Si nous ne sommes pas capables dans les 10 ans à venir de changer de paradigme et de revenir vers un monde plus solidaire alors l’espèce humaine disparaîtra rapidement. Tous les anthropologues le savent.  La vie ne peut survenir que grâce à la solidarité. L’espèce humaine n’a pu survivre que grâce à la solidarité. Nous savons aujourd’hui que dans les tribus des hommes préhistoriques, dans ces tribus de chasseurs et de cueilleurs, celui qui revenait bredouille avait le droit de venir à table avec les autres. Un partage se faisait équitablement. Ces hommes au coefficient intellectuel faible en comparaison avec le nôtre aujourd’hui avaient compris qu’il fallait se montrer solidaire car le chanceux d’un jour pouvait être le malchanceux d’un autre jour. C’est par la mutualisation que nous arrivons à nous en sortir.
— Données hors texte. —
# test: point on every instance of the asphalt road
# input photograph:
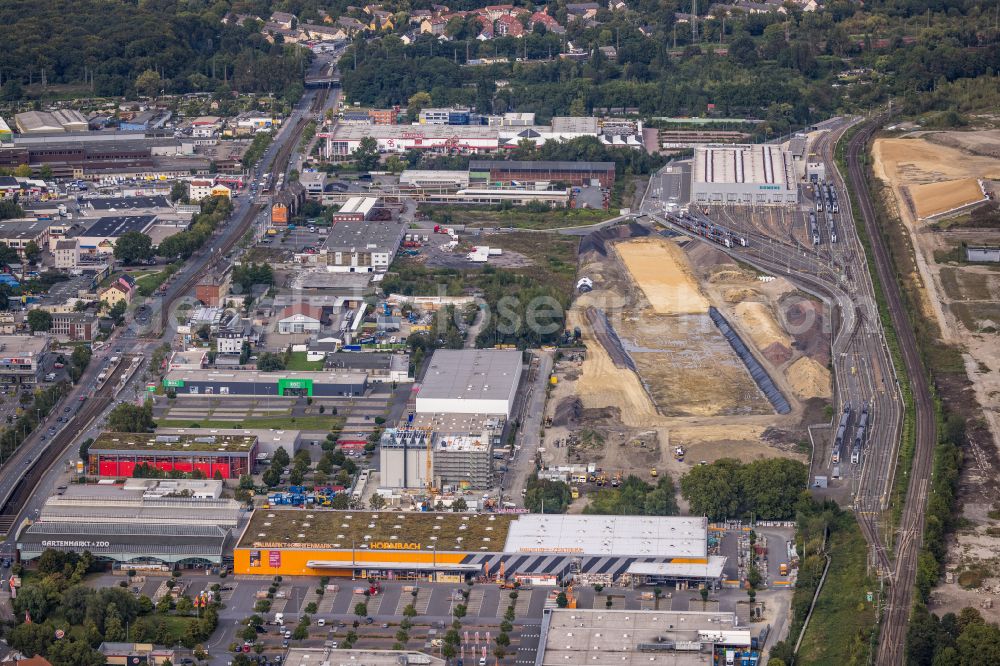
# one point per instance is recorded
(532, 411)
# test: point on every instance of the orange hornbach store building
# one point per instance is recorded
(453, 546)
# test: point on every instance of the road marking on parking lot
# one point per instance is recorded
(474, 605)
(522, 603)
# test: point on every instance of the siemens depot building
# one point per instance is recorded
(451, 547)
(759, 174)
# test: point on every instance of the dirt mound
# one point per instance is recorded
(568, 412)
(728, 273)
(758, 320)
(597, 241)
(809, 379)
(663, 273)
(804, 319)
(740, 295)
(777, 353)
(703, 255)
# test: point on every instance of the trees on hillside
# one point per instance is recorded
(767, 489)
(132, 247)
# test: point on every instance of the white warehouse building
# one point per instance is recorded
(470, 381)
(744, 175)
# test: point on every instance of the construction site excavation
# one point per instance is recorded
(657, 385)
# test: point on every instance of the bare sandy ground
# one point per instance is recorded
(663, 273)
(691, 389)
(931, 199)
(809, 379)
(933, 169)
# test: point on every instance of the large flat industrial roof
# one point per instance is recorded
(711, 568)
(540, 165)
(761, 164)
(351, 236)
(14, 345)
(344, 530)
(358, 205)
(576, 637)
(113, 504)
(471, 374)
(142, 441)
(651, 536)
(115, 226)
(23, 229)
(285, 438)
(345, 132)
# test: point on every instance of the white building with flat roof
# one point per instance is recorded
(743, 174)
(659, 536)
(470, 381)
(579, 637)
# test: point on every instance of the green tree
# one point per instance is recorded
(31, 638)
(268, 362)
(126, 417)
(280, 457)
(32, 252)
(548, 496)
(133, 246)
(117, 312)
(714, 490)
(8, 209)
(148, 83)
(179, 191)
(39, 320)
(366, 155)
(418, 101)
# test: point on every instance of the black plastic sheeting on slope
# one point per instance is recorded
(764, 381)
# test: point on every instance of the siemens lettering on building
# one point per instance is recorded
(743, 174)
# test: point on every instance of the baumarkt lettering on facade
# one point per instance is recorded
(393, 545)
(76, 544)
(373, 545)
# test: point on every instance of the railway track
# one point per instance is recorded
(56, 448)
(278, 165)
(897, 609)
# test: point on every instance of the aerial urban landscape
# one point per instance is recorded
(590, 333)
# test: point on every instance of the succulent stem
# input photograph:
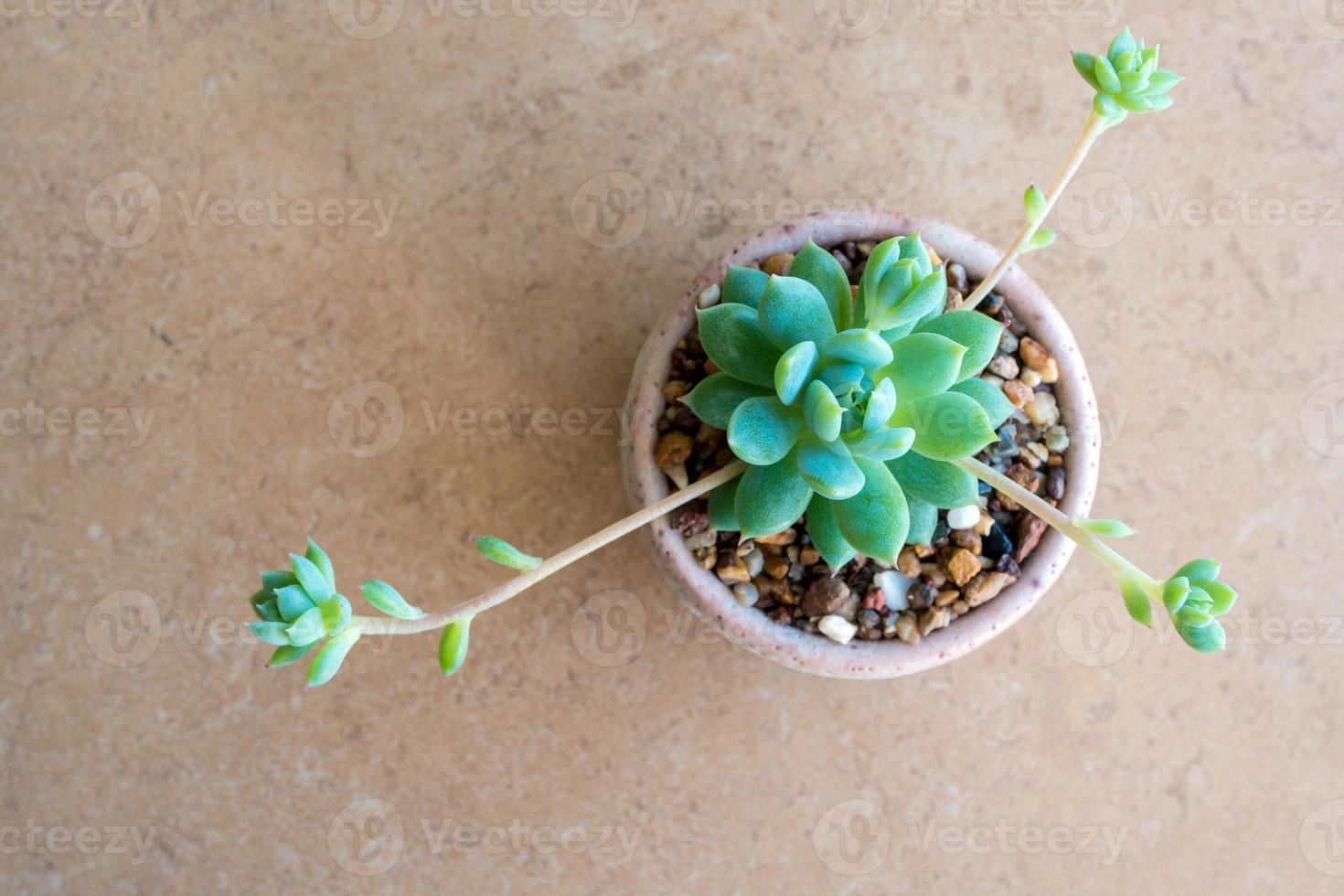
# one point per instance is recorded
(495, 597)
(1062, 523)
(1094, 128)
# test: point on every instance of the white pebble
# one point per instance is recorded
(895, 589)
(964, 517)
(837, 629)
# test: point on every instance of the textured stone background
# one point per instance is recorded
(1214, 340)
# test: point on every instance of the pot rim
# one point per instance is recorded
(709, 600)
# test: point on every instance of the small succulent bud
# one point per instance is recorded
(504, 554)
(452, 646)
(1126, 78)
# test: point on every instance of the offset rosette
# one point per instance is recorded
(1126, 78)
(847, 406)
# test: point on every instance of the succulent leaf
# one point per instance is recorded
(882, 403)
(980, 334)
(877, 518)
(771, 498)
(271, 632)
(795, 368)
(1199, 571)
(826, 534)
(991, 398)
(763, 430)
(886, 443)
(935, 483)
(331, 656)
(1104, 528)
(734, 341)
(821, 411)
(923, 364)
(1136, 601)
(336, 614)
(1175, 592)
(718, 395)
(923, 520)
(319, 559)
(288, 655)
(315, 583)
(452, 646)
(820, 268)
(293, 602)
(389, 601)
(723, 515)
(306, 629)
(859, 347)
(792, 311)
(743, 286)
(831, 475)
(1221, 598)
(948, 426)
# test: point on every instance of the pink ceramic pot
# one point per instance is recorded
(748, 626)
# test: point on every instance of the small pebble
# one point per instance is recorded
(837, 629)
(964, 517)
(895, 589)
(1004, 366)
(1057, 438)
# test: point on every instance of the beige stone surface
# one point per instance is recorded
(1072, 755)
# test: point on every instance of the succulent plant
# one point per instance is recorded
(1126, 78)
(859, 409)
(847, 406)
(299, 609)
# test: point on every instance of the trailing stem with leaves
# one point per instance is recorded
(860, 409)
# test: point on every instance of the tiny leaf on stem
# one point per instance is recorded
(504, 554)
(452, 646)
(386, 600)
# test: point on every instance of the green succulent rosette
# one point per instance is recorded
(1126, 78)
(300, 610)
(1195, 598)
(847, 407)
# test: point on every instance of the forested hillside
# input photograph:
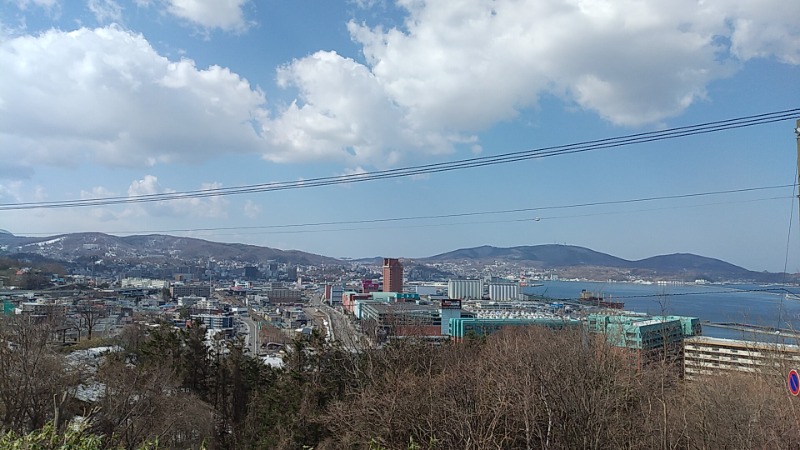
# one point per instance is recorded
(524, 388)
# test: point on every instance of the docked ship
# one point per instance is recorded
(596, 299)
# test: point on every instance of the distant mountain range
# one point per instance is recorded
(682, 266)
(567, 260)
(153, 248)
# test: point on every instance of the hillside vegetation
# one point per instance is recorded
(523, 388)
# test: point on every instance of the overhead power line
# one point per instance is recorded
(297, 227)
(505, 158)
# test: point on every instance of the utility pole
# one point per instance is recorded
(797, 135)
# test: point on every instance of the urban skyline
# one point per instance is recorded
(121, 99)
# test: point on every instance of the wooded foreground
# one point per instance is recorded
(522, 388)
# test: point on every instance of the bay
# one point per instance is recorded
(760, 305)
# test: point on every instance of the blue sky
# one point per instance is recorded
(106, 98)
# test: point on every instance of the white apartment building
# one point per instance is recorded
(703, 355)
(503, 291)
(464, 289)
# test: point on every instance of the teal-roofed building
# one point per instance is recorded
(458, 328)
(8, 307)
(648, 337)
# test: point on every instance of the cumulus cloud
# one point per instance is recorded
(106, 95)
(226, 15)
(47, 4)
(458, 67)
(208, 207)
(469, 64)
(426, 87)
(105, 11)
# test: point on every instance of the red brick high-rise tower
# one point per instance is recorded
(392, 275)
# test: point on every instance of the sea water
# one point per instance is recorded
(776, 306)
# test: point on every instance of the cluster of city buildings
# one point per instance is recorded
(474, 307)
(385, 308)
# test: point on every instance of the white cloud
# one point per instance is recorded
(226, 15)
(105, 11)
(214, 206)
(453, 69)
(106, 95)
(459, 67)
(344, 113)
(47, 4)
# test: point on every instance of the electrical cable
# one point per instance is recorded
(606, 143)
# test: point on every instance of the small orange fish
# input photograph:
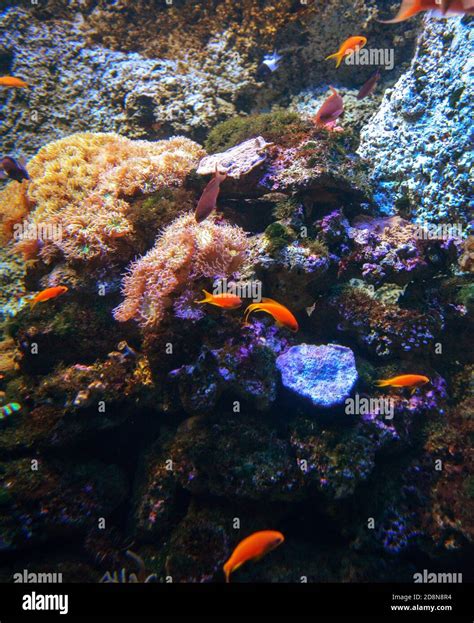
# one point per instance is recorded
(447, 8)
(49, 293)
(282, 315)
(225, 300)
(253, 547)
(207, 203)
(347, 48)
(404, 380)
(331, 109)
(11, 81)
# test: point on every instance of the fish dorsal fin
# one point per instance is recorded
(271, 301)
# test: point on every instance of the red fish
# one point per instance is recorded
(449, 8)
(253, 547)
(347, 48)
(225, 300)
(404, 380)
(207, 202)
(49, 293)
(282, 315)
(330, 111)
(369, 86)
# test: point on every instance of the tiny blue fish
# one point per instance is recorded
(9, 409)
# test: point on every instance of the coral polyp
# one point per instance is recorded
(185, 252)
(82, 188)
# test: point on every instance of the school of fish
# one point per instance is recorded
(260, 543)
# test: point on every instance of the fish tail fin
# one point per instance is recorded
(336, 55)
(207, 297)
(408, 9)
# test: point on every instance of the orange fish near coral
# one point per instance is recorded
(349, 46)
(330, 111)
(253, 547)
(207, 202)
(404, 380)
(282, 315)
(12, 82)
(49, 293)
(226, 300)
(447, 8)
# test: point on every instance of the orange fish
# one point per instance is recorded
(447, 8)
(330, 111)
(282, 315)
(404, 380)
(347, 48)
(49, 293)
(10, 81)
(207, 202)
(225, 300)
(253, 547)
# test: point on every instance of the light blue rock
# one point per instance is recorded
(324, 374)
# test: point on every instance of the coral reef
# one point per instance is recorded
(181, 426)
(416, 146)
(81, 190)
(323, 374)
(186, 251)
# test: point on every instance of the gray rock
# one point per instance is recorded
(324, 374)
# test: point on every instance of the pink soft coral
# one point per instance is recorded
(185, 252)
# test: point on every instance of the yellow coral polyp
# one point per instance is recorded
(84, 184)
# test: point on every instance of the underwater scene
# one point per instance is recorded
(236, 291)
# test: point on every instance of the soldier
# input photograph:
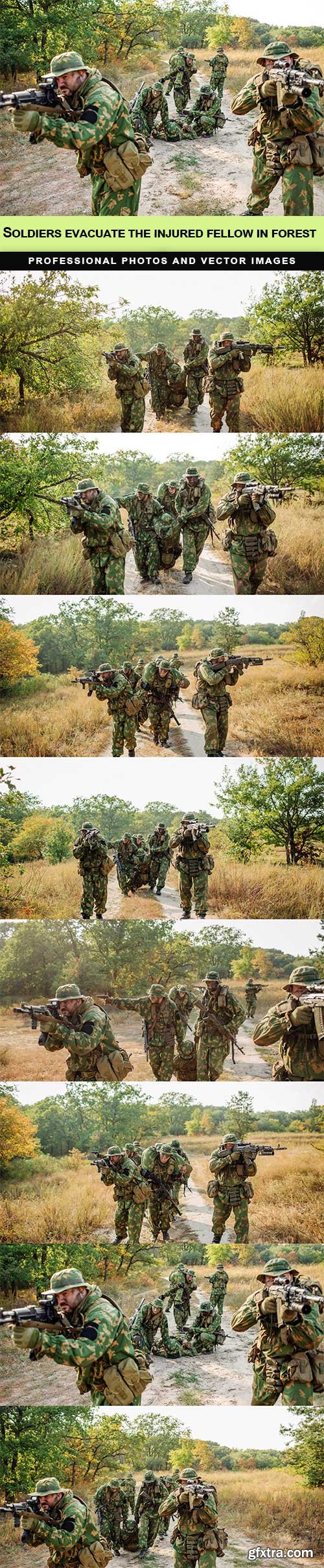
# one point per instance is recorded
(251, 996)
(282, 137)
(160, 860)
(130, 1194)
(132, 386)
(220, 1017)
(159, 1015)
(162, 1166)
(226, 381)
(288, 1352)
(213, 700)
(218, 63)
(248, 538)
(106, 542)
(194, 863)
(143, 512)
(196, 514)
(196, 361)
(113, 687)
(218, 1281)
(100, 1345)
(85, 1032)
(111, 1509)
(231, 1187)
(180, 71)
(95, 864)
(296, 1026)
(182, 1285)
(149, 1322)
(102, 136)
(198, 1537)
(146, 1510)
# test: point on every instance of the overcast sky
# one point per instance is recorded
(266, 609)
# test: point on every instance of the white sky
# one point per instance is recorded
(62, 780)
(266, 609)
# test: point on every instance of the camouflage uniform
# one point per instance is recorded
(281, 137)
(196, 361)
(100, 1347)
(145, 512)
(298, 1029)
(130, 1194)
(213, 700)
(111, 1509)
(151, 1321)
(88, 1039)
(127, 372)
(159, 847)
(194, 863)
(231, 1189)
(288, 1351)
(162, 687)
(194, 513)
(146, 1510)
(220, 1017)
(95, 864)
(162, 1203)
(226, 381)
(106, 543)
(68, 1529)
(100, 127)
(248, 538)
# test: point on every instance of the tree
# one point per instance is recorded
(273, 803)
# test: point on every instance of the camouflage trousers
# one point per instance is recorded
(119, 204)
(194, 537)
(210, 1059)
(223, 404)
(296, 189)
(95, 893)
(221, 1212)
(124, 732)
(193, 885)
(246, 574)
(268, 1386)
(162, 1057)
(159, 871)
(216, 730)
(129, 1219)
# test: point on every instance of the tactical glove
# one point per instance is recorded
(25, 118)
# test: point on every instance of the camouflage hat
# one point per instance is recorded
(46, 1486)
(66, 1280)
(304, 974)
(276, 1268)
(62, 65)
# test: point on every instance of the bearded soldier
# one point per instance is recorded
(231, 1189)
(194, 863)
(288, 1352)
(248, 538)
(106, 542)
(96, 125)
(290, 119)
(143, 512)
(196, 514)
(100, 1345)
(84, 1031)
(196, 361)
(220, 1017)
(296, 1026)
(95, 864)
(130, 1192)
(132, 386)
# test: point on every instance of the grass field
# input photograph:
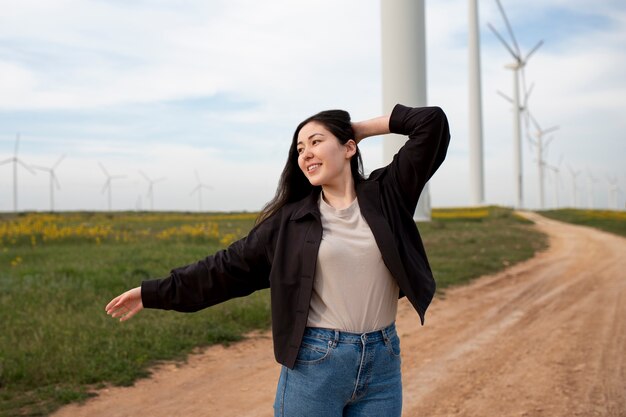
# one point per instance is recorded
(57, 272)
(608, 220)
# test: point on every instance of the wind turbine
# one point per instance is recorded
(477, 183)
(574, 175)
(53, 179)
(557, 180)
(15, 160)
(107, 184)
(517, 67)
(613, 192)
(198, 190)
(538, 142)
(590, 181)
(150, 193)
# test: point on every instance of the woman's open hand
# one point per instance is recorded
(125, 305)
(371, 127)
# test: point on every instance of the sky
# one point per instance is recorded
(209, 92)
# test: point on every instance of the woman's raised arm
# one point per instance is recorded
(371, 127)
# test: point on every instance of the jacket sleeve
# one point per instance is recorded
(237, 271)
(421, 155)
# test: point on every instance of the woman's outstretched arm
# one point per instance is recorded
(125, 305)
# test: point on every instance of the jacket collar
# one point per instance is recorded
(308, 205)
(366, 192)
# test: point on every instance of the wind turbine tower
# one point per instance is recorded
(150, 193)
(107, 184)
(477, 182)
(590, 181)
(198, 190)
(15, 161)
(613, 192)
(518, 72)
(53, 179)
(403, 41)
(541, 146)
(574, 176)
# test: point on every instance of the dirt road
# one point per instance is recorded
(544, 338)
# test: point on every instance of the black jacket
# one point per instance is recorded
(281, 252)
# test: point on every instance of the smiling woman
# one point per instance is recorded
(337, 251)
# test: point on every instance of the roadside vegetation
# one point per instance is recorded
(58, 271)
(611, 221)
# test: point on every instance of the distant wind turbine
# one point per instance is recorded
(15, 160)
(613, 192)
(198, 190)
(53, 179)
(574, 188)
(107, 184)
(557, 180)
(590, 181)
(541, 146)
(150, 193)
(518, 69)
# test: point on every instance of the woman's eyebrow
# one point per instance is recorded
(309, 138)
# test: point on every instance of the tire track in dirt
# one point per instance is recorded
(546, 337)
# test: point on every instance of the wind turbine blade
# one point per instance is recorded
(528, 93)
(532, 119)
(58, 162)
(509, 28)
(503, 41)
(551, 129)
(17, 144)
(103, 169)
(107, 184)
(26, 166)
(532, 51)
(56, 181)
(504, 96)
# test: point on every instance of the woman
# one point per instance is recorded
(336, 251)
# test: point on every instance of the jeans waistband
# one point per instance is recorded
(348, 337)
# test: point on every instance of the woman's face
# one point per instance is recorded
(321, 157)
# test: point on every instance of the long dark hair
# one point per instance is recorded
(293, 184)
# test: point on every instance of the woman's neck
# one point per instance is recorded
(339, 195)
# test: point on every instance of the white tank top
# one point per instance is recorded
(353, 290)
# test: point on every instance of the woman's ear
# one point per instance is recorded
(350, 148)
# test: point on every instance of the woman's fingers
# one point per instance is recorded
(125, 305)
(112, 303)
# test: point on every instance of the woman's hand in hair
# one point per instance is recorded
(371, 127)
(125, 305)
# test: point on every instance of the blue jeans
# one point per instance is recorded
(341, 374)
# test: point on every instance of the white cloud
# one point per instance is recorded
(290, 59)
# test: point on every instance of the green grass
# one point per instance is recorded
(608, 220)
(57, 345)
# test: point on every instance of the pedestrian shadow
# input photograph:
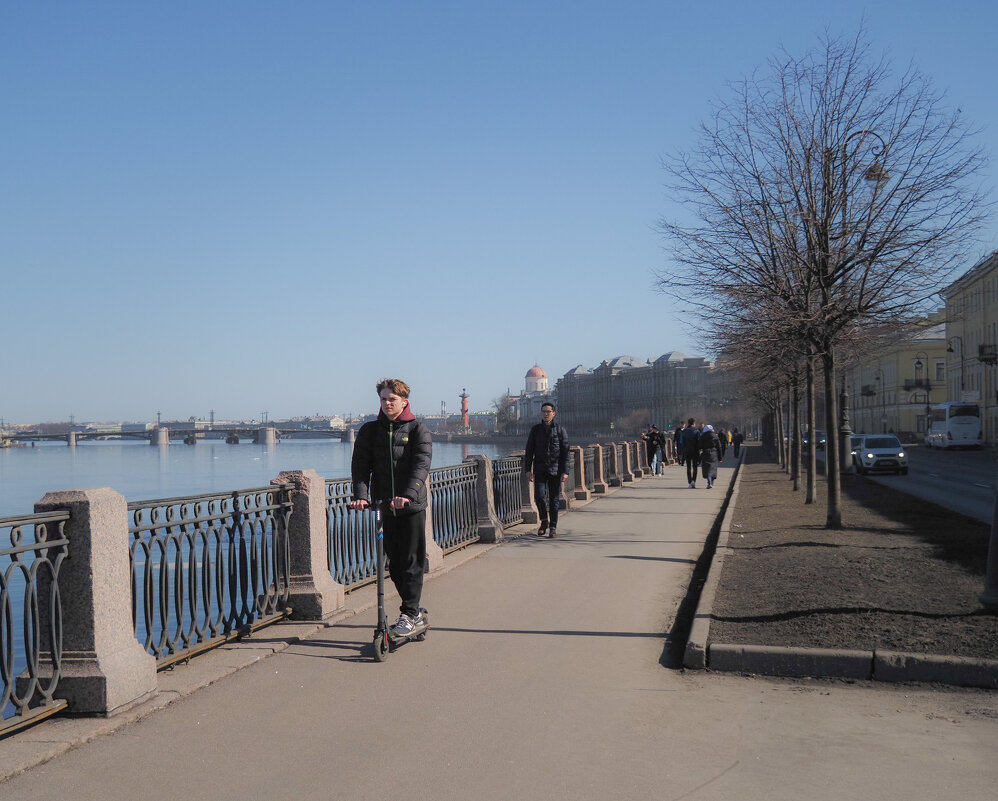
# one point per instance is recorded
(849, 610)
(655, 559)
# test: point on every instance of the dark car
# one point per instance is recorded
(819, 441)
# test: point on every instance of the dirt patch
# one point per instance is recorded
(902, 575)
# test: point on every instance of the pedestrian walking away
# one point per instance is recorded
(710, 454)
(545, 461)
(737, 438)
(655, 444)
(390, 466)
(689, 442)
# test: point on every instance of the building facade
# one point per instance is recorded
(972, 341)
(625, 391)
(891, 392)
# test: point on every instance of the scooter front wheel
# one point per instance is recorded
(382, 646)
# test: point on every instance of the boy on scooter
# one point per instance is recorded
(391, 462)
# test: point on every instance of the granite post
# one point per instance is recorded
(612, 466)
(582, 492)
(599, 473)
(489, 525)
(104, 668)
(313, 593)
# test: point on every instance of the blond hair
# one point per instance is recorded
(396, 385)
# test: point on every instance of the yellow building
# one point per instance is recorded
(972, 341)
(891, 391)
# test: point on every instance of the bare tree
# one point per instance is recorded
(831, 192)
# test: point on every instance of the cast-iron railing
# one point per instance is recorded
(455, 505)
(590, 466)
(507, 489)
(609, 462)
(30, 648)
(207, 567)
(569, 486)
(353, 557)
(351, 540)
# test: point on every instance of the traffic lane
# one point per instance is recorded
(963, 481)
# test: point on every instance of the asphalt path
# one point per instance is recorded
(541, 680)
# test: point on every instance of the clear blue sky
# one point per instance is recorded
(248, 206)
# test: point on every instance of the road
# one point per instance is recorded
(963, 481)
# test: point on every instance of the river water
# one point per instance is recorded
(142, 472)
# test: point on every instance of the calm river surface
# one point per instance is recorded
(142, 472)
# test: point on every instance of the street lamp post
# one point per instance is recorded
(879, 377)
(875, 173)
(922, 358)
(949, 349)
(845, 430)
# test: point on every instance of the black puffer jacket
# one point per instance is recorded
(546, 451)
(392, 457)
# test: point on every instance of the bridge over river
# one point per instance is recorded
(163, 435)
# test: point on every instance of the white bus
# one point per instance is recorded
(954, 425)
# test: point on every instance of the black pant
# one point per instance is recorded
(692, 463)
(405, 547)
(547, 490)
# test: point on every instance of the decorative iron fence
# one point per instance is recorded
(609, 462)
(31, 649)
(569, 486)
(353, 557)
(207, 567)
(507, 482)
(455, 505)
 Lorsque je vois l’émergence de ces groupes de transhumanistes  conduits par l’idéalisme égoïste de Google je me demande si finalement ils ne me font pas plus peur que les extrémistes religieux de l’État islamique.  En effet ces hommes et ces femmes rêvent d’immortalité.  Ils rêvent d’infini dans un monde qui est fini.  Ils pensent peut-être qu’ils vont pouvoir se débarrasser de tous les pauvres de la terre afin de pouvoir vivre une petite poignée sur une sorte de paradis retrouvé.  Si vous laissez une petite poignée de ces individus là ensemble, ils se tueront jusqu’au dernier.  Je compare ce phénomène un autre phénomène que je connais bien qui est celui d’oncogenèse. 

L ‘Oncogenèse est le phénomène de cancérisation d’une cellule. Pourquoi une cellule décide-t-elle un moment donné de se montrer non solidaire avec le reste de la communauté ? Comment et pourquoi décide-t-elle d’échapper au système immunitaire et de ne plus répondre à la règle générale ? Toujours est-il que ces cellules sont condamnées.  Elles rêvent d’immortalité dans un corps qui lui est mortel.  Elles finiront par se tuer en tuant leur environnement.  Même si je ne suis pas fan de comparer la biologie à la sociologie il n’empêche que la vie et la biologie est un exemple même de solidarité pour ne pas parler de synergie.

 Le monde capitaliste ultralibéral est un cancer.  Il mène à la destruction de notre environnement. Et à la destruction du sentiment de fraternité indispensable à la prospérité de notre espèce.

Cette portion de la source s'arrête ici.